Here are some things that remained the same, for better or for worse:
- Amazon's acquired Shelfari site never added support for RSS. Once upon a time, Amazon was going to web-API everything. How would my DMS know when I've read a book?
- Amazon's acquired IMDB never completed its official API, either.
- Google+ created a read-only API. There's still no API to post messages, so my DMS wouldn't be able to post on my behalf..
- DreamHost was still there, running my DMS, and it successfully woke up.
- Sites like Facebook and Twitter were still there to watch and post to.
- Python 2 still has some support and incremental updates did not break the DMS.
I can't say that watching these breaking changes occur is unexpected. But I think there's value in documenting a real use case of web software that's meant to last on its own for so long. With any luck, I'll be here in another five years to give another status update. If not, hopefully my DMS can fill you in for me.
"Give. Me. The data."
That's what many Quantified Self adherents said back in 2011 when Apple admitted that they accidentally had their phone save a database of geopositional data over recent past months. Apple promised to delete most of the database in the next update.
That bug didn't sound bad to me, it sounded awesome! I grabbed that database as quickly as I could, and looked for a service to continue the geoposition scraping so I could implement a location predictor.
Users can securely store and manage their personal location data, and grant researchers access to portions of that data as they choose.
That's quite the magnanimous service! Neither the users who run the app nor the researchers who gather the data are paying anything for the service. We're users, but we're not paying customers. The NYTLabs must be running it out of the goodness of their own hearts, and the users and researched are indebted to them.
The downside became apparent pretty quickly. As there are no paying customers, the service doesn't get a lot of monitoring or attention. API calls can take a minute or more. Sometimes they fail, and sometimes the service simply goes down for days. The only appeal we can make as users are emotional appeals. We have no financial leverage.

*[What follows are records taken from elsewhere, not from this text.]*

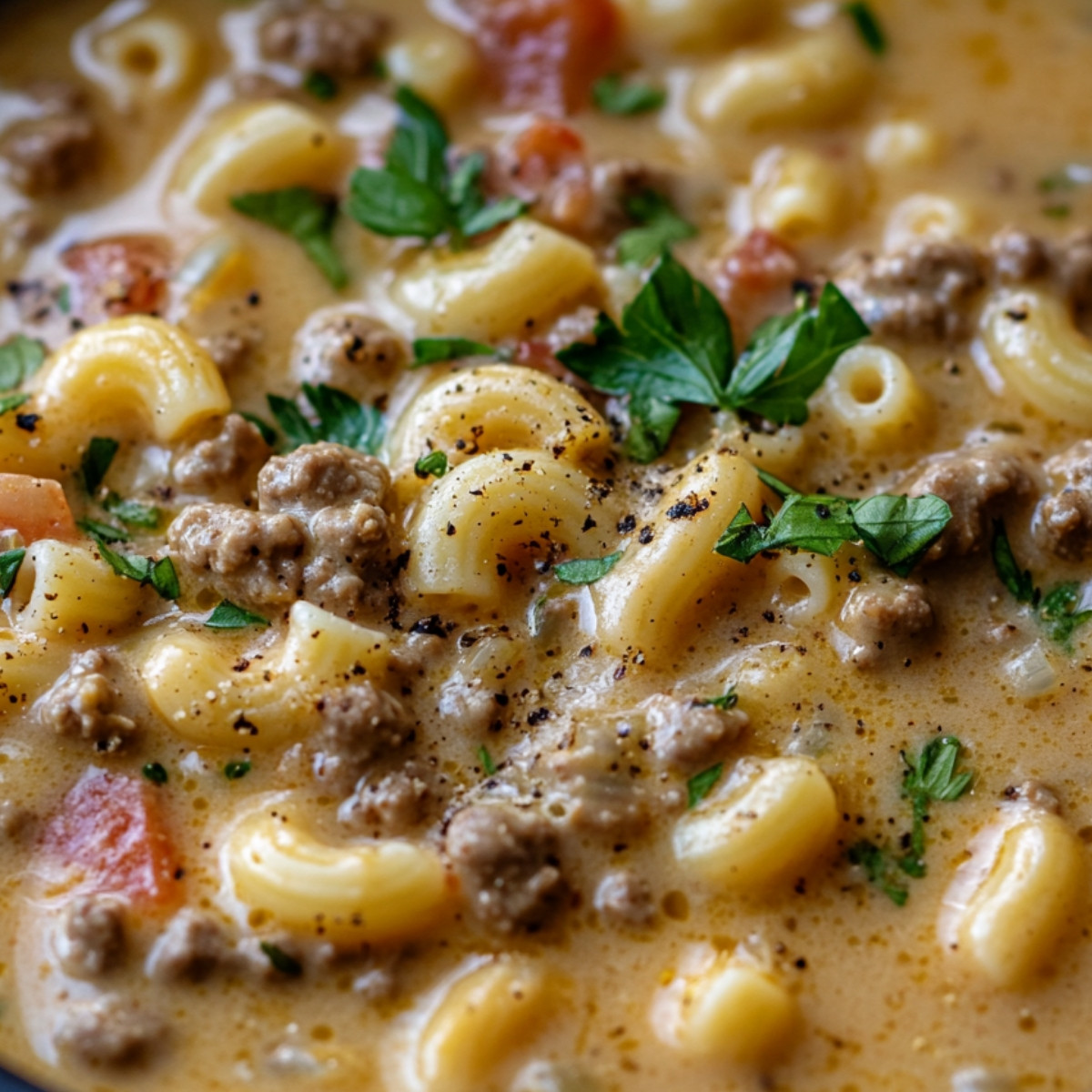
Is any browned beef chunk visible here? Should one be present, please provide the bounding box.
[258,5,388,77]
[834,241,986,340]
[447,804,567,933]
[841,577,933,667]
[905,437,1032,561]
[35,649,136,752]
[644,693,750,769]
[1034,440,1092,561]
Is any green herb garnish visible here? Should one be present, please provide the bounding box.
[686,763,724,808]
[231,186,349,288]
[615,190,698,266]
[206,600,269,629]
[261,940,304,978]
[842,0,888,56]
[0,546,26,595]
[592,72,667,116]
[348,87,525,248]
[141,763,167,785]
[553,551,624,584]
[266,383,383,455]
[413,451,448,479]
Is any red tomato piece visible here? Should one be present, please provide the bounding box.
[61,235,170,322]
[0,474,76,545]
[42,769,182,910]
[464,0,619,114]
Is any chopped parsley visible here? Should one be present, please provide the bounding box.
[141,763,167,785]
[615,189,698,266]
[0,546,26,595]
[557,253,869,462]
[410,338,507,368]
[715,479,952,577]
[304,72,338,103]
[686,763,724,808]
[266,383,383,455]
[206,600,269,629]
[348,86,525,249]
[0,334,46,397]
[592,72,667,116]
[842,0,888,56]
[479,743,497,777]
[413,451,448,479]
[992,520,1092,654]
[553,551,624,584]
[80,436,120,497]
[261,940,304,978]
[231,186,349,288]
[91,529,182,600]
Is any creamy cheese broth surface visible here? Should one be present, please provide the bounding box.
[0,0,1092,1092]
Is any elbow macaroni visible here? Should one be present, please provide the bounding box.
[981,289,1092,428]
[141,602,389,749]
[393,218,604,340]
[224,806,453,945]
[675,758,837,888]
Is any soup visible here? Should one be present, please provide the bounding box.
[0,0,1092,1092]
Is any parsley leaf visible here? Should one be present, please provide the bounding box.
[0,394,31,417]
[259,943,304,978]
[1038,580,1092,653]
[410,338,506,368]
[348,86,525,247]
[727,282,870,425]
[557,253,869,456]
[990,520,1039,606]
[413,451,448,479]
[141,763,167,785]
[615,190,698,266]
[304,71,338,103]
[694,686,739,709]
[91,529,181,600]
[686,763,724,808]
[0,334,46,397]
[231,186,349,288]
[479,744,497,777]
[842,0,888,56]
[901,736,971,875]
[715,479,951,577]
[80,436,120,496]
[266,383,383,455]
[553,551,623,584]
[0,547,26,595]
[206,600,269,629]
[592,72,667,116]
[845,839,910,906]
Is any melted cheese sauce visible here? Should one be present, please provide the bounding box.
[0,0,1092,1092]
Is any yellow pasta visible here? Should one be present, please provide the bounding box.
[981,289,1092,428]
[690,21,874,131]
[224,802,454,944]
[393,218,602,340]
[675,758,837,888]
[406,449,602,605]
[174,102,345,214]
[592,452,761,653]
[141,602,389,749]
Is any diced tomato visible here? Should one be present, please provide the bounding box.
[463,0,619,114]
[714,230,802,348]
[61,235,170,322]
[42,769,182,911]
[0,474,76,545]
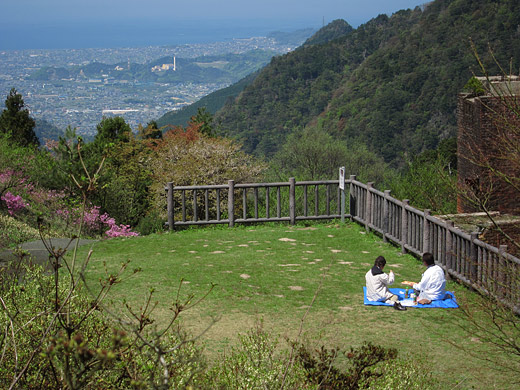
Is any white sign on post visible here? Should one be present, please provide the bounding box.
[339,167,345,191]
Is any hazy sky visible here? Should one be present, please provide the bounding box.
[0,0,426,27]
[0,0,425,50]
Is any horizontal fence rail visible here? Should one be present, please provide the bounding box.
[165,176,520,314]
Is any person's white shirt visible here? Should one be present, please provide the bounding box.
[413,264,446,301]
[365,269,395,302]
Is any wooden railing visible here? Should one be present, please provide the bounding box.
[166,176,520,314]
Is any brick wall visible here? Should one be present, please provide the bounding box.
[457,94,520,215]
[479,222,520,258]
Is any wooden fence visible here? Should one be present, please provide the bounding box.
[165,176,520,314]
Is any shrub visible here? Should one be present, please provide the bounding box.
[0,213,40,248]
[295,343,397,390]
[205,327,312,390]
[368,358,438,390]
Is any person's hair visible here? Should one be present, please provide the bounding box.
[374,256,386,268]
[423,252,435,265]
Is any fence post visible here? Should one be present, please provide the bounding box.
[289,177,296,225]
[383,190,390,242]
[365,182,374,232]
[495,245,507,298]
[423,210,431,253]
[469,232,478,284]
[401,199,410,253]
[445,221,454,271]
[228,180,235,227]
[348,175,357,222]
[166,181,175,230]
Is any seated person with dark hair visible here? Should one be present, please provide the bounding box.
[365,256,406,310]
[403,252,446,305]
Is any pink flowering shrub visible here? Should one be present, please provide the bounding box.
[0,191,29,215]
[77,206,139,238]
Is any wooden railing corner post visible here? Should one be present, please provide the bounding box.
[383,190,390,242]
[166,181,175,231]
[401,199,410,253]
[228,180,235,227]
[364,182,374,232]
[446,221,455,275]
[289,177,296,225]
[422,209,431,253]
[348,175,357,222]
[469,232,478,284]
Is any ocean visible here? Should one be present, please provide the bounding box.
[0,20,316,50]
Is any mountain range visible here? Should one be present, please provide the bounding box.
[157,0,520,165]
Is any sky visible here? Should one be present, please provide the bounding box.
[0,0,426,49]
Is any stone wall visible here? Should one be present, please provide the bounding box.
[457,89,520,215]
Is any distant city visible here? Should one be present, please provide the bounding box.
[0,37,297,135]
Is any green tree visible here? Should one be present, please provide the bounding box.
[273,127,388,183]
[0,88,40,146]
[94,116,132,145]
[137,120,162,140]
[190,107,216,137]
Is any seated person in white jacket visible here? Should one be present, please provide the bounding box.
[403,252,446,305]
[365,256,406,310]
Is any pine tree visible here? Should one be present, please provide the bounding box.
[0,88,40,146]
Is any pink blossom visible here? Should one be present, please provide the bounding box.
[0,191,29,215]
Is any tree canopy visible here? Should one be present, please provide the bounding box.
[0,88,40,146]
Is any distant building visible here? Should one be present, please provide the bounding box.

Given that I'm not the customer of OpenPaths, but my data is the product, I went searching for a redundant service where I am the customer. I came across FollowMee, another app with the same feature set. It's a paid service, and the developer is responsive on their bulletin board. I've installed it as a backup and potential replacement for OpenPaths.
There's a saying that generally holds true of online services:
If you're not the customer, you're the product.
That's why I'm running both the free service OpenPaths, to share my geopositional data with researchers, and the paid service FollowMee, for some assurance the service will work while I pay for it. I'll continue to run FollowMee along OpenPaths while they both do their respective jobs.